From mboxrd@z Thu Jan  1 00:00:00 1970
Received: from eggs.gnu.org ([2001:4830:134:3::10]:43285)
	by lists.gnu.org with esmtp (Exim 4.71)
	(envelope-from <mreitz@redhat.com>) id 1YRQzo-0000lC-0X
	for qemu-devel@nongnu.org; Fri, 27 Feb 2015 14:54:49 -0500
Received: from Debian-exim by eggs.gnu.org with spam-scanned (Exim 4.71)
	(envelope-from <mreitz@redhat.com>) id 1YRQzm-0000dH-S6
	for qemu-devel@nongnu.org; Fri, 27 Feb 2015 14:54:47 -0500
From: Max Reitz <mreitz@redhat.com>
Date: Fri, 27 Feb 2015 14:54:39 -0500
Message-Id: <1425066879-27326-1-git-send-email-mreitz@redhat.com>
Subject: [Qemu-devel] [PATCH v3] block/vdi: Add locking for parallel requests
List-Id: <qemu-devel.nongnu.org>
List-Unsubscribe: <https://lists.nongnu.org/mailman/options/qemu-devel>,
	<mailto:qemu-devel-request@nongnu.org?subject=unsubscribe>
List-Archive: <http://lists.nongnu.org/archive/html/qemu-devel>
List-Post: <mailto:qemu-devel@nongnu.org>
List-Help: <mailto:qemu-devel-request@nongnu.org?subject=help>
List-Subscribe: <https://lists.nongnu.org/mailman/listinfo/qemu-devel>,
	<mailto:qemu-devel-request@nongnu.org?subject=subscribe>
To: qemu-block@nongnu.org
Cc: Kevin Wolf <kwolf@redhat.com>, Stefan Weil <sw@weilnetz.de>, qemu-devel@nongnu.org, Max Reitz <mreitz@redhat.com>, Stefan Hajnoczi <stefanha@redhat.com>, Paolo Bonzini <pbonzini@redhat.com>

When allocating a new cluster, the first write to it must be the one
doing the allocation, because that one pads its write request to the
cluster size; if another write to that cluster is executed before it,
that write will be overwritten due to the padding.

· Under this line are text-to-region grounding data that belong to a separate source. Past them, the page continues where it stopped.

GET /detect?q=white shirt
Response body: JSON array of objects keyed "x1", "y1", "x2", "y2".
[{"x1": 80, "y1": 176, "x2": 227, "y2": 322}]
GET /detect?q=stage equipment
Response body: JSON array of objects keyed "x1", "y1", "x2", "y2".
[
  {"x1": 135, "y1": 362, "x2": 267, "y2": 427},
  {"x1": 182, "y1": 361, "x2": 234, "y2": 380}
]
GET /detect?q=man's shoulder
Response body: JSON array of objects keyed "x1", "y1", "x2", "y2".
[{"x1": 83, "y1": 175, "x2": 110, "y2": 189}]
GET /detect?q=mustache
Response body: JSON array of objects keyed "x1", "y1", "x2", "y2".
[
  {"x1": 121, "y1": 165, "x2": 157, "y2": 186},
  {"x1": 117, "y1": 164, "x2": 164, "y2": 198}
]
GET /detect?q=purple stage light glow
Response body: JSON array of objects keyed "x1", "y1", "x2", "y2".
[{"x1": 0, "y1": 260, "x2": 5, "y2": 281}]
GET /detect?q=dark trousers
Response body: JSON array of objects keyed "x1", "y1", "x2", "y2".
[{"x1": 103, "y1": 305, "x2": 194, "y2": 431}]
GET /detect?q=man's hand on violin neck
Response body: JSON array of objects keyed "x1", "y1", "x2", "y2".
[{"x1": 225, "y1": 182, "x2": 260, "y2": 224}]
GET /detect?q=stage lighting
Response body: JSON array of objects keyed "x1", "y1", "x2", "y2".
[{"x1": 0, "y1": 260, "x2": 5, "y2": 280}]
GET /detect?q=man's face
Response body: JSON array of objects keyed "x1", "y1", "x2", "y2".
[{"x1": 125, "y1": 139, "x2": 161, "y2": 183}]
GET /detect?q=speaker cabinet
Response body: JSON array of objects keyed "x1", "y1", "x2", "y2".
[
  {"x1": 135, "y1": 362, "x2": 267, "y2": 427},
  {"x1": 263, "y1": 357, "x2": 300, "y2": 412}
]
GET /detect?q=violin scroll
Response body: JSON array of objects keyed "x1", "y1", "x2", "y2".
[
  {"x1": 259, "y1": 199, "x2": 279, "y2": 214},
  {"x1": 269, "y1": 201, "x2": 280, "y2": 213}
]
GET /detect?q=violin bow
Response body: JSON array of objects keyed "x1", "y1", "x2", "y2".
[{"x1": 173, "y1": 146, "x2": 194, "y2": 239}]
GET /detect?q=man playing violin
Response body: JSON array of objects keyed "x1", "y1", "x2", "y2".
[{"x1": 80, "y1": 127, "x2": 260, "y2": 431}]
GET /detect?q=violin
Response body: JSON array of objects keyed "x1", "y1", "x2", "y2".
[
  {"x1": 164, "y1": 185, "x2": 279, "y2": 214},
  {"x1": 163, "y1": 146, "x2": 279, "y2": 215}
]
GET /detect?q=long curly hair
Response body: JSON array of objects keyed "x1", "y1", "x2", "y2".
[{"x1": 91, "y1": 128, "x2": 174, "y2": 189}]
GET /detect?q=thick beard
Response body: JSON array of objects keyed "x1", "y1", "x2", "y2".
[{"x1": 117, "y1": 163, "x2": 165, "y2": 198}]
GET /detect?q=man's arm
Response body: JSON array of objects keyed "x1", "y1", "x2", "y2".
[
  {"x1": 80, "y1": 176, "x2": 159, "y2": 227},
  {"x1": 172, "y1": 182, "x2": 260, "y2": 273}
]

See https://bugs.launchpad.net/qemu/+bug/1422307 for what can go wrong
without this patch.

Cc: qemu-stable <qemu-stable@nongnu.org>
Signed-off-by: Max Reitz <mreitz@redhat.com>
---
v3: Hopefully finally found the real issue which causes the problems
    described in the bug report; at least it sounds very reasonable and
    I can no longer reproduce any of the issues described there.
    Thank you, Paolo and Stefan!
---
 block/vdi.c | 25 +++++++++++++++++++++++++
 1 file changed, 25 insertions(+)

diff --git a/block/vdi.c b/block/vdi.c
index 74030c6..53bd02f 100644
--- a/block/vdi.c
+++ b/block/vdi.c
@@ -53,6 +53,7 @@
 #include "block/block_int.h"
 #include "qemu/module.h"
 #include "migration/migration.h"
+#include "block/coroutine.h"
 
 #if defined(CONFIG_UUID)
 #include <uuid/uuid.h>
@@ -196,6 +197,8 @@ typedef struct {
     /* VDI header (converted to host endianness). */
     VdiHeader header;
 
+    CoMutex write_lock;
+
     Error *migration_blocker;
 } BDRVVdiState;
 
@@ -504,6 +507,8 @@ static int vdi_open(BlockDriverState *bs, QDict *options, int flags,
               "vdi", bdrv_get_device_name(bs), "live migration");
     migrate_add_blocker(s->migration_blocker);
 
+    qemu_co_mutex_init(&s->write_lock);
+
     return 0;
 
  fail_free_bmap:
@@ -639,11 +644,31 @@ static int vdi_co_write(BlockDriverState *bs,
                    buf, n_sectors * SECTOR_SIZE);
             memset(block + (sector_in_block + n_sectors) * SECTOR_SIZE, 0,
                    (s->block_sectors - n_sectors - sector_in_block) * SECTOR_SIZE);
+
+            /* Note that this coroutine does not yield anywhere from reading the
+             * bmap entry until here, so in regards to all the coroutines trying
+             * to write to this cluster, the one doing the allocation will
+             * always be the first to try to acquire the lock.
+             * Therefore, it is also the first that will actually be able to
+             * acquire the lock and thus the padded cluster is written before
+             * the other coroutines can write to the affected area. */
+            qemu_co_mutex_lock(&s->write_lock);
             ret = bdrv_write(bs->file, offset, block, s->block_sectors);
+            qemu_co_mutex_unlock(&s->write_lock);
         } else {
             uint64_t offset = s->header.offset_data / SECTOR_SIZE +
                               (uint64_t)bmap_entry * s->block_sectors +
                               sector_in_block;
+            qemu_co_mutex_lock(&s->write_lock);
+            /* This lock is only used to make sure the following write operation
+             * is executed after the write issued by the coroutine allocating
+             * this cluster, therefore we do not need to keep it locked.
+             * As stated above, the allocating coroutine will always try to lock
+             * the mutex before all the other concurrent accesses to that
+             * cluster, therefore at this point we can be absolutely certain
+             * that that write operation has returned (there may be other writes
+             * in flight, but they do not concern this very operation). */
+            qemu_co_mutex_unlock(&s->write_lock);
             ret = bdrv_write(bs->file, offset, buf, n_sectors);
         }
 
-- 
2.1.0